A extension for Google Refine to compute elementary statistics.
Run Google Refine. On the starting page click the “Browse workspace directory” link in the lower left corner. Make a folder called “extensions” within the the window that pops up. Copy the stats folder into the extensions folder. The final path should be:
/PATH/TO/Google/Refine/extensions/stats/...
Restart Google Refine.
(Alternatively, you copy the stats folder into the extensions folder of your Google Refine installation, but it may be lost during upgrades.)
Select “Column statistics” from the drop-down menu of any column header. Statistics will be calculated based on filtered rows, so you can facet your dataset in different ways and calculate statistics for each subset.
WARNING: THIS IS NOT REALLY TESTED WE WILL ADD BETTER INSTRUCTIONS SOON.

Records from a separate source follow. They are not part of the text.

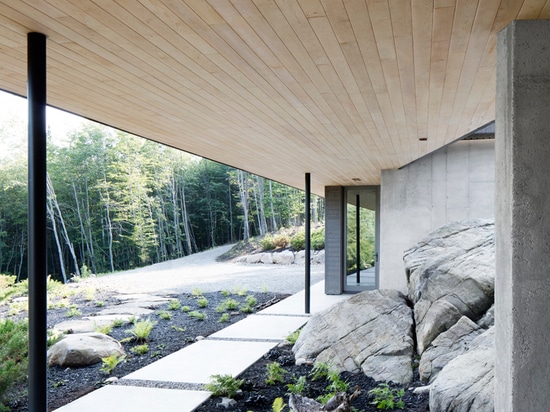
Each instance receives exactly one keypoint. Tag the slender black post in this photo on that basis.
(308, 242)
(358, 237)
(36, 97)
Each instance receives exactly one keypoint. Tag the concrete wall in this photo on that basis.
(454, 183)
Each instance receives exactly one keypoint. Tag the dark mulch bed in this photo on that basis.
(257, 396)
(67, 384)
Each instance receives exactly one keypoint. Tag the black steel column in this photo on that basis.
(36, 97)
(307, 244)
(358, 237)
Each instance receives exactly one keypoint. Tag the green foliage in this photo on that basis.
(293, 337)
(224, 318)
(251, 301)
(274, 373)
(197, 315)
(298, 241)
(224, 385)
(165, 315)
(174, 304)
(202, 302)
(227, 304)
(278, 405)
(140, 349)
(141, 329)
(298, 387)
(109, 363)
(196, 292)
(13, 354)
(318, 239)
(73, 312)
(105, 329)
(387, 398)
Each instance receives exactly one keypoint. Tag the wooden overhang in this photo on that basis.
(340, 89)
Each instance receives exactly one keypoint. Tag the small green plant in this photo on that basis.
(251, 301)
(274, 373)
(196, 292)
(105, 329)
(110, 362)
(298, 387)
(320, 370)
(246, 309)
(117, 323)
(197, 315)
(293, 337)
(178, 328)
(278, 405)
(224, 318)
(387, 398)
(140, 349)
(141, 329)
(227, 304)
(73, 312)
(165, 315)
(13, 354)
(224, 385)
(174, 304)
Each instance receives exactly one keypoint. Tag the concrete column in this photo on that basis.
(522, 214)
(334, 239)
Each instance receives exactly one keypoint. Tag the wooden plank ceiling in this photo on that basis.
(338, 88)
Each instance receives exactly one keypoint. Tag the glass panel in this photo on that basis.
(360, 265)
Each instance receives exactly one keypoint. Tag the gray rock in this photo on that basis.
(266, 258)
(451, 274)
(369, 332)
(83, 349)
(286, 257)
(488, 319)
(446, 347)
(467, 382)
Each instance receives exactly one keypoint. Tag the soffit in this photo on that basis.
(340, 89)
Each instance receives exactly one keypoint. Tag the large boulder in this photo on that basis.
(467, 382)
(369, 332)
(451, 274)
(82, 349)
(446, 347)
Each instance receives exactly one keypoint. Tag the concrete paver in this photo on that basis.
(265, 327)
(117, 398)
(197, 362)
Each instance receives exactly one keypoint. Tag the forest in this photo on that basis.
(116, 201)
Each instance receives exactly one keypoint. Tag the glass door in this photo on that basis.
(361, 263)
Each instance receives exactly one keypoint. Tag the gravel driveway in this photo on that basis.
(201, 270)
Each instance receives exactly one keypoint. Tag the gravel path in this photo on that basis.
(201, 270)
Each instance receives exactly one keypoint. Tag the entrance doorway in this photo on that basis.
(361, 238)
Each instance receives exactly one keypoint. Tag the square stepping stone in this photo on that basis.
(116, 398)
(198, 362)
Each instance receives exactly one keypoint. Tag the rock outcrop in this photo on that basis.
(369, 332)
(83, 349)
(451, 274)
(467, 382)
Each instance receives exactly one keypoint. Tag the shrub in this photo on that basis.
(13, 354)
(387, 398)
(275, 373)
(110, 362)
(141, 329)
(224, 385)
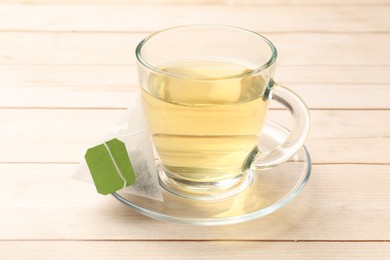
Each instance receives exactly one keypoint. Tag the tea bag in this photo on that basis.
(133, 131)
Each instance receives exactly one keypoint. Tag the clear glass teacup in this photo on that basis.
(206, 91)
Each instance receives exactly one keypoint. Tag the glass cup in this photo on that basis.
(206, 90)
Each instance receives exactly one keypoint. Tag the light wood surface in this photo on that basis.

If you modify this extension, you can build by changing into the stats directoy and executing a command such as:
ant -Drefine.dir=/Users/YOU/src/google-refine/main -Dserver.lib.dir=/Users/YOU/src/google-refine/server/lib build
refine-stats is a Newsapps project. Development by Joe Germuska and Christopher Groskopf.
MIT.
Note: refine-stats includes the Apache Commons Math library, which is licensed under the Apache Software License. A copy of this license can be found in /stats/module/MOD-INF/lib/.